Although Defendant's Objection seems to request a correction or elimination of his original sentence, which would be inconsistent with an Objection to the Writ of Garnishment, 28 U.S.C. § 3202(d), pro se allegations are held to less stringent standards than formal complaints drafted by lawyers. Haines v. Kerner, 404 U.S. 519, 520 (1972). Defendant's Objection could be construed as a motion to modify the payment terms of his restitution "because of a material change in the Defendant's economic circumstances" pursuant to 18 U.S.C. § 3664(k). Some courts have interpreted 18 U.S.C. § 3664(k) to only allow for an adjustment of the payment schedule. See United States v. Banks, 430 F. App'x 179, 181 (3d Cir. 2011); United States v. Best, No. 04-CR-80879, 2008 WL 553241, at *2 (E.D.Mich. Feb. 28, 2008). Others have interpreted18 U.S.C. § 3664(k) to allow for a reduction of restitution. See United States v. Bernard, 351 F.3d 360, 361 n.2 (8th Cir. 2003); United States v. Turner, 312 F.3d 1137, 1143 (9th Cir. 2002). Regardless, Defendant has not alleged a material change in his economic circumstances and as Defendant is still in prison it is not likely that such a change has occurred.

Finally, Defendant's Objection could be construed as a claim for exemption from garnishment pursuant to 18 U.S.C. § 3613(a)(1).

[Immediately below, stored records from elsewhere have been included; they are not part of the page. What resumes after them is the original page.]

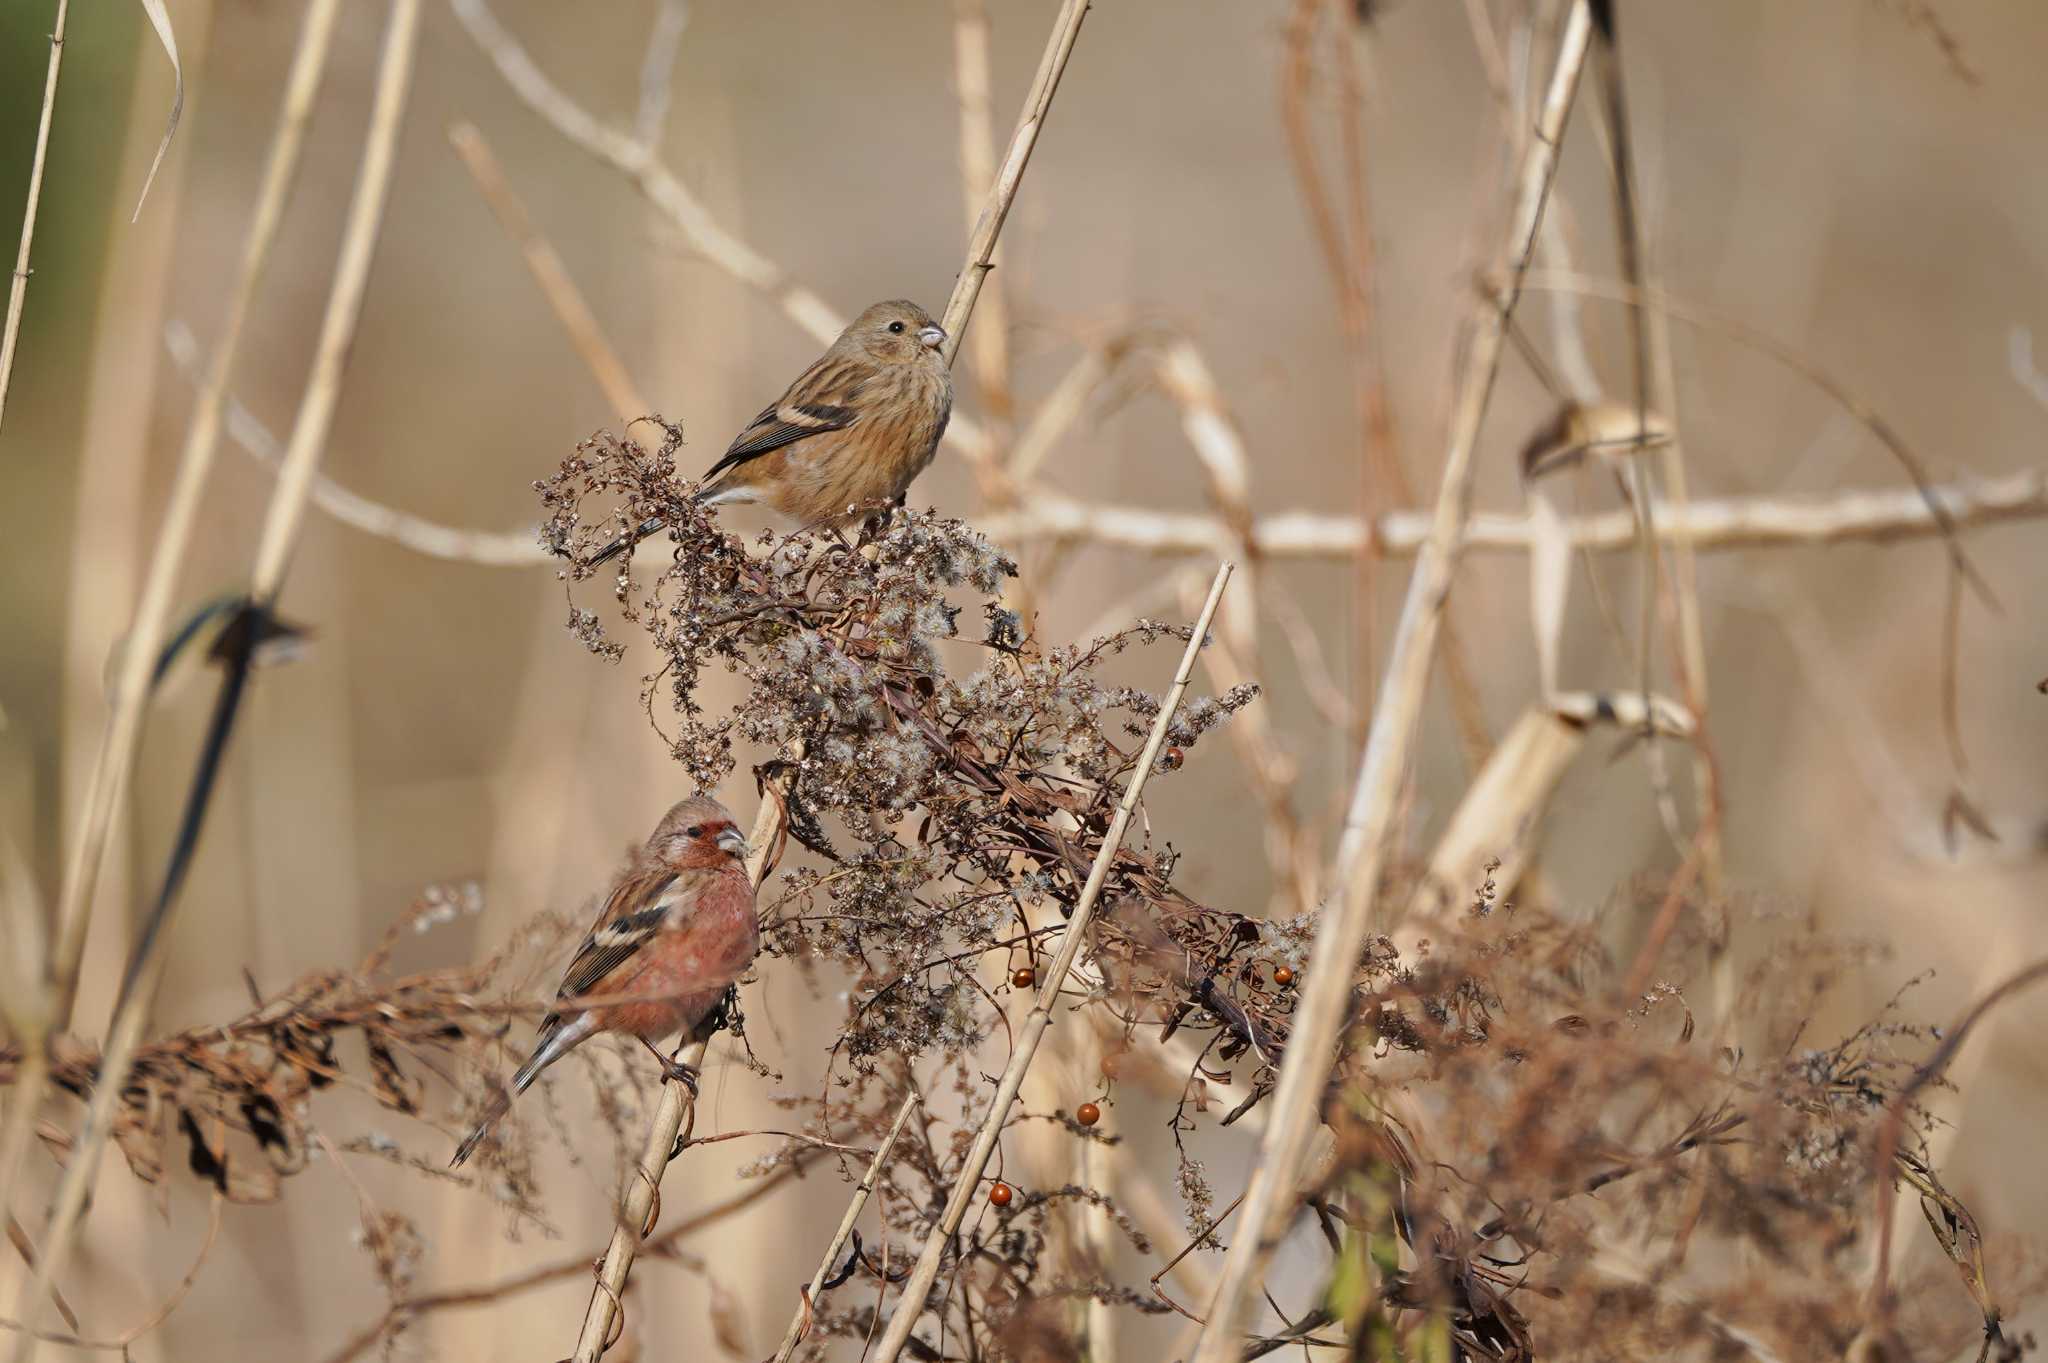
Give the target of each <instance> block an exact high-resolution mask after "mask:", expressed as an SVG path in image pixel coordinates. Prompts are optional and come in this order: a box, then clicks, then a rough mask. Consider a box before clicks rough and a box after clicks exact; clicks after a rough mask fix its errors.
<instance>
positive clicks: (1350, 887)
mask: <svg viewBox="0 0 2048 1363" xmlns="http://www.w3.org/2000/svg"><path fill="white" fill-rule="evenodd" d="M1589 37H1591V16H1589V10H1587V4H1585V0H1573V6H1571V10H1569V12H1567V16H1565V27H1563V33H1561V35H1559V51H1556V65H1554V70H1552V74H1550V86H1548V90H1546V94H1544V100H1542V108H1540V113H1538V123H1536V135H1534V137H1532V139H1530V145H1528V149H1526V153H1524V158H1522V168H1520V182H1518V192H1516V205H1513V215H1511V219H1509V229H1507V239H1505V250H1503V260H1501V272H1503V278H1499V280H1497V295H1495V297H1489V299H1487V301H1485V307H1483V309H1481V315H1479V317H1477V319H1475V323H1473V332H1470V338H1468V342H1466V352H1464V360H1462V366H1460V370H1458V372H1460V385H1458V395H1456V399H1454V407H1452V428H1450V446H1448V450H1446V454H1444V475H1442V487H1440V491H1438V499H1436V516H1434V520H1432V526H1430V538H1427V540H1425V542H1423V548H1421V555H1419V559H1417V561H1415V573H1413V577H1411V579H1409V591H1407V600H1405V602H1403V608H1401V620H1399V626H1397V628H1395V639H1393V655H1391V659H1389V663H1386V682H1384V686H1382V688H1380V702H1378V706H1376V708H1374V714H1372V729H1370V733H1368V739H1366V753H1364V759H1362V763H1360V772H1358V788H1356V792H1354V796H1352V808H1350V812H1348V815H1346V821H1343V835H1341V841H1339V845H1337V858H1335V876H1333V884H1337V886H1341V894H1343V898H1341V900H1339V905H1337V909H1335V911H1333V913H1329V911H1325V915H1323V919H1321V923H1319V925H1317V933H1315V946H1313V950H1311V956H1309V970H1307V984H1305V988H1303V993H1300V1001H1298V1003H1296V1009H1294V1027H1292V1031H1290V1036H1288V1046H1286V1056H1284V1058H1282V1062H1280V1079H1278V1085H1276V1091H1274V1099H1272V1101H1274V1111H1272V1117H1270V1126H1268V1128H1266V1138H1264V1140H1262V1142H1260V1160H1257V1169H1255V1173H1253V1177H1251V1185H1249V1189H1247V1191H1245V1207H1243V1220H1241V1228H1239V1234H1237V1238H1235V1240H1233V1242H1231V1248H1229V1252H1227V1255H1225V1261H1223V1275H1221V1281H1219V1285H1217V1298H1214V1302H1212V1306H1210V1310H1208V1312H1206V1316H1208V1324H1206V1326H1204V1328H1202V1338H1200V1345H1198V1347H1196V1353H1194V1363H1235V1361H1237V1357H1239V1351H1241V1347H1243V1345H1241V1338H1243V1326H1245V1320H1247V1316H1245V1306H1247V1300H1249V1295H1251V1291H1253V1289H1255V1285H1257V1283H1260V1281H1262V1279H1264V1273H1266V1263H1268V1261H1270V1255H1272V1248H1274V1244H1276V1242H1278V1238H1280V1234H1282V1232H1284V1228H1286V1224H1288V1222H1290V1220H1292V1214H1294V1187H1296V1181H1298V1179H1300V1173H1303V1169H1305V1164H1307V1158H1309V1146H1311V1140H1313V1136H1315V1130H1317V1128H1319V1124H1321V1099H1323V1085H1325V1083H1327V1079H1329V1066H1331V1064H1333V1060H1335V1048H1337V1034H1339V1031H1341V1027H1343V1017H1346V1011H1348V1007H1350V999H1352V984H1354V970H1356V964H1358V952H1360V948H1362V943H1364V939H1366V933H1368V931H1370V927H1372V909H1374V905H1376V898H1378V878H1380V870H1382V866H1384V860H1386V851H1389V847H1386V839H1389V833H1391V829H1393V821H1395V815H1397V806H1399V794H1401V784H1403V782H1405V778H1407V767H1409V757H1411V751H1413V739H1415V729H1417V722H1419V716H1421V704H1423V696H1425V692H1427V682H1430V657H1432V653H1434V649H1436V634H1438V624H1440V622H1442V614H1444V602H1446V598H1448V596H1450V577H1452V569H1454V565H1456V557H1458V544H1460V538H1462V532H1464V520H1466V514H1468V510H1470V508H1468V501H1470V491H1473V452H1475V446H1477V444H1479V426H1481V417H1483V415H1485V409H1487V397H1489V395H1491V391H1493V379H1495V375H1497V370H1499V358H1501V348H1503V342H1505V336H1507V319H1509V313H1511V311H1513V305H1516V301H1518V297H1520V287H1522V276H1524V272H1526V270H1528V262H1530V252H1532V250H1534V244H1536V227H1538V223H1540V221H1542V209H1544V201H1546V199H1548V192H1550V180H1552V176H1554V172H1556V158H1559V143H1561V141H1563V133H1565V117H1567V115H1569V113H1571V104H1573V96H1575V92H1577V86H1579V74H1581V70H1583V65H1585V51H1587V41H1589ZM885 1363H887V1361H885Z"/></svg>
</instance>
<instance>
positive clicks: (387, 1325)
mask: <svg viewBox="0 0 2048 1363" xmlns="http://www.w3.org/2000/svg"><path fill="white" fill-rule="evenodd" d="M803 1158H805V1152H803V1150H799V1152H797V1156H795V1158H793V1160H791V1162H788V1164H782V1167H780V1169H776V1171H774V1173H770V1175H766V1177H764V1179H760V1181H758V1183H756V1185H754V1187H750V1189H748V1191H743V1193H737V1195H733V1197H727V1199H725V1201H721V1203H715V1205H711V1207H705V1210H702V1212H698V1214H696V1216H692V1218H688V1220H684V1222H678V1224H676V1226H670V1228H668V1230H664V1232H659V1234H655V1236H649V1238H647V1240H643V1242H641V1252H645V1255H670V1257H678V1255H676V1244H678V1242H680V1240H684V1238H688V1236H692V1234H696V1232H698V1230H705V1228H709V1226H717V1224H719V1222H723V1220H725V1218H727V1216H733V1214H737V1212H743V1210H748V1207H752V1205H754V1203H756V1201H760V1199H762V1197H766V1195H770V1193H774V1191H776V1189H780V1187H782V1185H784V1183H788V1181H793V1179H797V1177H801V1173H803V1171H805V1164H803ZM592 1259H594V1257H592V1255H575V1257H569V1259H555V1261H551V1263H543V1265H539V1267H532V1269H524V1271H520V1273H514V1275H510V1277H504V1279H500V1281H496V1283H481V1285H475V1287H444V1289H438V1291H422V1293H418V1295H410V1298H401V1300H397V1302H391V1306H387V1308H385V1312H383V1316H379V1318H377V1320H375V1322H371V1324H369V1326H365V1328H362V1330H358V1332H356V1334H352V1336H350V1338H348V1340H344V1343H342V1347H340V1349H336V1351H334V1353H330V1355H328V1357H326V1363H350V1359H358V1357H362V1355H365V1353H369V1351H371V1349H373V1347H375V1345H377V1340H381V1338H383V1336H385V1332H387V1330H391V1328H393V1326H397V1324H408V1322H412V1320H418V1318H420V1316H428V1314H432V1312H442V1310H457V1308H463V1306H489V1304H492V1302H502V1300H506V1298H512V1295H518V1293H522V1291H530V1289H535V1287H545V1285H547V1283H557V1281H561V1279H565V1277H582V1275H588V1273H590V1263H592Z"/></svg>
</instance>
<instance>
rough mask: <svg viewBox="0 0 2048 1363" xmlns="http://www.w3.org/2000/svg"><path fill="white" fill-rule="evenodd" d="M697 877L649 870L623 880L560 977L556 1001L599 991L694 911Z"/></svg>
mask: <svg viewBox="0 0 2048 1363" xmlns="http://www.w3.org/2000/svg"><path fill="white" fill-rule="evenodd" d="M702 888H705V886H702V876H694V874H688V872H682V874H678V872H649V874H645V876H631V878H627V880H625V882H623V884H621V886H618V888H616V890H612V896H610V900H608V903H606V905H604V917H602V919H600V921H598V925H596V927H594V929H590V935H588V937H584V946H582V948H578V950H575V958H573V960H571V962H569V968H567V970H565V972H563V976H561V988H557V991H555V997H557V999H575V997H580V995H594V993H604V991H602V986H604V980H606V978H610V976H612V974H614V972H616V970H618V966H623V964H627V962H629V960H633V956H635V954H637V952H639V950H641V948H643V946H647V943H649V941H653V937H655V935H657V933H662V931H666V929H670V927H676V925H678V921H680V919H682V917H686V915H688V913H690V911H692V909H696V900H698V896H700V894H702Z"/></svg>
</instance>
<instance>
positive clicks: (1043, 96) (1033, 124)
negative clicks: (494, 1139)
mask: <svg viewBox="0 0 2048 1363" xmlns="http://www.w3.org/2000/svg"><path fill="white" fill-rule="evenodd" d="M453 6H455V12H457V16H459V18H461V20H463V23H465V27H469V31H471V35H473V37H475V39H477V41H479V43H481V45H483V47H485V51H489V53H492V57H494V59H496V61H498V65H500V72H504V76H506V78H508V80H512V84H514V86H516V88H520V92H522V94H524V96H526V98H528V102H535V106H537V108H543V113H547V104H553V106H555V111H553V115H551V117H565V115H563V108H567V111H573V113H578V115H582V111H575V106H573V104H567V102H565V100H563V98H561V96H559V92H555V90H553V86H549V84H547V80H545V78H543V76H541V74H539V70H535V68H532V61H530V59H528V57H526V53H524V51H522V49H520V47H518V45H516V43H512V37H510V35H508V33H506V31H504V29H502V27H500V25H498V20H496V16H494V14H492V12H489V8H487V6H485V4H483V0H453ZM1085 12H1087V0H1067V4H1065V6H1063V8H1061V12H1059V18H1057V20H1055V25H1053V37H1051V39H1049V41H1047V49H1044V59H1040V63H1038V76H1036V78H1034V80H1032V88H1030V94H1026V98H1024V113H1022V115H1020V117H1018V127H1016V131H1014V133H1012V135H1010V153H1008V156H1006V158H1004V170H1001V174H999V176H997V178H995V182H993V184H991V186H989V194H987V207H983V211H981V219H979V223H977V227H975V233H973V239H971V244H969V256H967V264H965V266H963V268H961V278H958V280H954V284H952V299H950V301H948V303H946V313H944V317H946V319H944V327H946V344H944V350H942V354H944V356H946V364H948V366H950V364H952V360H954V356H956V354H958V352H961V336H963V334H965V332H967V321H969V317H973V311H975V297H977V295H979V291H981V278H983V276H985V274H987V268H989V256H991V254H993V250H995V237H997V235H999V233H1001V225H1004V219H1006V217H1008V215H1010V205H1012V201H1014V199H1016V192H1018V186H1020V184H1022V178H1024V166H1026V162H1028V160H1030V149H1032V145H1034V143H1036V141H1038V129H1040V127H1042V125H1044V115H1047V111H1049V108H1051V102H1053V92H1055V90H1057V88H1059V78H1061V72H1065V70H1067V57H1069V55H1071V53H1073V39H1075V35H1077V33H1079V27H1081V16H1083V14H1085ZM582 119H584V125H582V135H575V133H571V137H578V141H582V143H584V145H586V147H592V149H600V147H608V149H610V151H602V149H600V156H606V158H608V160H614V164H616V166H618V168H621V170H625V172H627V174H631V176H633V178H635V182H637V184H641V188H643V192H647V194H649V199H653V201H655V203H664V194H666V190H668V188H674V190H678V192H682V194H684V196H686V190H682V186H680V182H678V180H674V176H668V172H666V170H662V168H659V164H657V162H653V160H651V156H649V153H647V151H645V149H643V147H641V143H631V141H629V139H621V137H618V135H616V133H610V131H608V129H602V127H598V125H596V123H594V121H590V119H588V115H582ZM571 123H573V119H571ZM557 127H561V129H563V131H565V133H569V125H563V123H557ZM666 203H670V205H678V201H676V199H674V196H670V199H666ZM692 221H694V225H696V229H698V231H707V221H702V219H700V215H698V217H696V219H692ZM711 231H717V229H715V227H711ZM707 239H709V237H707ZM733 246H737V244H733ZM707 250H709V248H707ZM739 250H741V252H745V250H748V248H743V246H739ZM977 262H979V268H977ZM760 264H762V266H764V268H766V270H768V272H770V278H774V274H772V272H774V268H772V266H768V264H766V262H760ZM756 282H758V287H762V289H770V287H778V284H772V282H768V278H756ZM797 293H801V291H788V293H784V295H782V305H784V311H788V313H791V315H793V317H799V319H801V317H803V315H805V309H803V307H797ZM805 297H809V295H805ZM811 301H813V303H815V299H811ZM954 426H958V422H954ZM780 835H782V806H780V804H778V802H774V800H768V802H766V804H764V806H762V810H760V817H758V819H756V821H754V837H752V839H750V841H752V845H754V858H752V860H750V864H748V872H750V874H752V876H754V878H756V884H760V868H762V864H764V858H766V855H768V847H770V845H772V843H774V841H776V839H778V837H780ZM686 1054H688V1052H686ZM700 1056H702V1046H700V1044H698V1046H696V1056H692V1060H690V1062H694V1058H700ZM690 1101H692V1099H690V1095H688V1093H686V1091H682V1085H666V1087H664V1091H662V1103H659V1107H657V1109H655V1117H653V1126H651V1128H649V1132H647V1142H645V1146H641V1160H639V1167H637V1177H635V1179H633V1183H631V1187H629V1189H627V1193H625V1199H623V1201H625V1205H623V1210H621V1216H618V1224H616V1226H614V1228H612V1242H610V1246H608V1248H606V1252H604V1261H602V1263H600V1265H598V1287H596V1291H592V1295H590V1308H588V1310H586V1312H584V1330H582V1334H580V1336H578V1345H575V1363H596V1359H598V1357H600V1355H602V1353H604V1351H606V1349H608V1347H610V1343H612V1322H614V1320H618V1293H623V1291H625V1285H627V1277H629V1275H631V1271H633V1259H635V1255H637V1252H639V1238H641V1228H643V1224H645V1218H647V1214H649V1210H653V1201H655V1197H657V1195H659V1185H662V1171H664V1169H668V1156H670V1152H672V1150H674V1146H676V1132H680V1130H682V1119H684V1115H686V1113H688V1111H690Z"/></svg>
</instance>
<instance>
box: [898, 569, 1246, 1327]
mask: <svg viewBox="0 0 2048 1363" xmlns="http://www.w3.org/2000/svg"><path fill="white" fill-rule="evenodd" d="M1229 581H1231V563H1229V561H1225V563H1221V565H1217V579H1214V581H1212V583H1210V585H1208V600H1206V602H1202V614H1200V616H1196V620H1194V632H1192V634H1190V636H1188V649H1186V651H1184V653H1182V655H1180V667H1178V669H1176V673H1174V686H1171V690H1167V694H1165V700H1161V702H1159V714H1157V718H1153V727H1151V735H1147V739H1145V751H1143V753H1139V761H1137V767H1135V770H1133V772H1130V784H1128V786H1126V788H1124V798H1122V800H1118V802H1116V815H1114V817H1112V819H1110V827H1108V831H1106V833H1104V835H1102V847H1100V849H1098V851H1096V862H1094V866H1090V868H1087V882H1085V884H1083V886H1081V898H1079V900H1077V903H1075V907H1073V913H1071V915H1069V917H1067V923H1065V925H1063V927H1061V933H1059V943H1057V946H1055V948H1053V964H1051V968H1049V970H1047V972H1044V982H1042V984H1038V997H1036V999H1034V1001H1032V1007H1030V1013H1026V1015H1024V1021H1022V1023H1018V1027H1016V1042H1014V1046H1012V1050H1010V1064H1006V1066H1004V1074H1001V1081H999V1083H997V1085H995V1099H993V1101H991V1103H989V1111H987V1115H985V1117H983V1119H981V1130H979V1132H975V1144H973V1146H971V1148H969V1152H967V1158H965V1160H963V1162H961V1175H958V1179H954V1183H952V1191H950V1193H948V1195H946V1210H944V1212H942V1214H940V1218H938V1222H934V1224H932V1232H930V1234H928V1236H926V1238H924V1252H920V1255H918V1267H913V1269H911V1271H909V1277H907V1279H905V1281H903V1295H901V1298H899V1300H897V1310H895V1314H893V1316H891V1318H889V1328H885V1330H883V1336H881V1343H879V1345H877V1347H874V1363H895V1359H897V1355H899V1353H901V1351H903V1345H905V1343H907V1340H909V1332H911V1330H913V1328H915V1326H918V1316H922V1314H924V1300H926V1293H930V1291H932V1283H934V1281H936V1279H938V1261H940V1259H944V1257H946V1246H948V1244H950V1242H952V1236H954V1234H958V1230H961V1222H963V1220H965V1218H967V1203H971V1201H973V1199H975V1193H977V1191H979V1189H981V1175H983V1171H985V1169H987V1167H989V1156H991V1154H995V1142H997V1140H999V1138H1001V1134H1004V1122H1008V1119H1010V1105H1012V1103H1016V1097H1018V1089H1022V1087H1024V1074H1026V1072H1028V1070H1030V1062H1032V1058H1034V1056H1036V1054H1038V1044H1040V1042H1042V1040H1044V1031H1047V1027H1051V1025H1053V1005H1055V1003H1059V991H1061V988H1063V986H1065V980H1067V972H1069V970H1071V968H1073V960H1075V958H1077V956H1079V954H1081V941H1083V939H1085V937H1087V923H1090V919H1092V917H1094V911H1096V898H1098V896H1100V894H1102V884H1104V882H1106V880H1108V876H1110V862H1114V860H1116V849H1118V847H1122V843H1124V829H1128V827H1130V815H1133V810H1135V808H1137V804H1139V796H1141V794H1143V792H1145V780H1147V778H1149V776H1151V770H1153V763H1155V761H1157V759H1159V749H1161V747H1165V731H1167V729H1169V727H1171V724H1174V712H1176V710H1178V708H1180V698H1182V696H1184V694H1186V690H1188V679H1190V677H1192V675H1194V661H1196V657H1198V655H1200V653H1202V636H1204V634H1206V632H1208V624H1210V620H1214V618H1217V604H1219V602H1223V589H1225V587H1227V585H1229Z"/></svg>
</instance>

Defendant attached a "Claim for Exemption Form" to his original Objection, claiming that his pension from the Detroit Police Department should be exempt from garnishment as:

Annuity or pension payments under the Railroad Retirement Act, benefits under the Railroad Unemployment Insurance Act, special pension payments received by a person whose name has been entered on the Army, Navy, Air Force, and Coast Guard Medal of Honor roll (38 U.S.C. 1562), and annuities based on retired or retainer pay under chapter 73 of title 10 of the United States Code.

18 U.S.C. § 6334(a)(6).

Defendant's pension from the Detroit Police Department does not seem to be exempt from garnishment under this statute and Defendant has failed to demonstrate how the statute would apply to his pension.

Conclusion

The Court having reviewed the record in this case, the Report and Recommendation of the Magistrate Judge is hereby ADOPTED and is entered as the findings and conclusions of the Court. Defendant's Objection is DENIED. Accordingly,

IT IS ORDERED that Defendant's Objection to Garnishment [6] is DENIED.

SO ORDERED.

FootNotes


1. Defendant is mistaken as to his original sentencing. Defendant states in his Objection that he was only charged with conspiring and aiding and abetting the October 4, 2002, robbery. While Defendant is correct that he was only charged with aiding and abetting one robbery, his conspiracy charge encompassed all fourteen (14) robberies.
2. On March 15, 2009, Defendant filed a motion to vacate his sentence pursuant to 28 U.S.C. § 2255. This Court denied the motion on August 20, 2009.
3. Including Foster-Bey's testimony that Defendant was involved in all of the robberies, the timing of certain telephone calls between Defendant and Foster-Bey, and the conversation between Defendant and Foster-Bey after Foster-Bey had been arrested.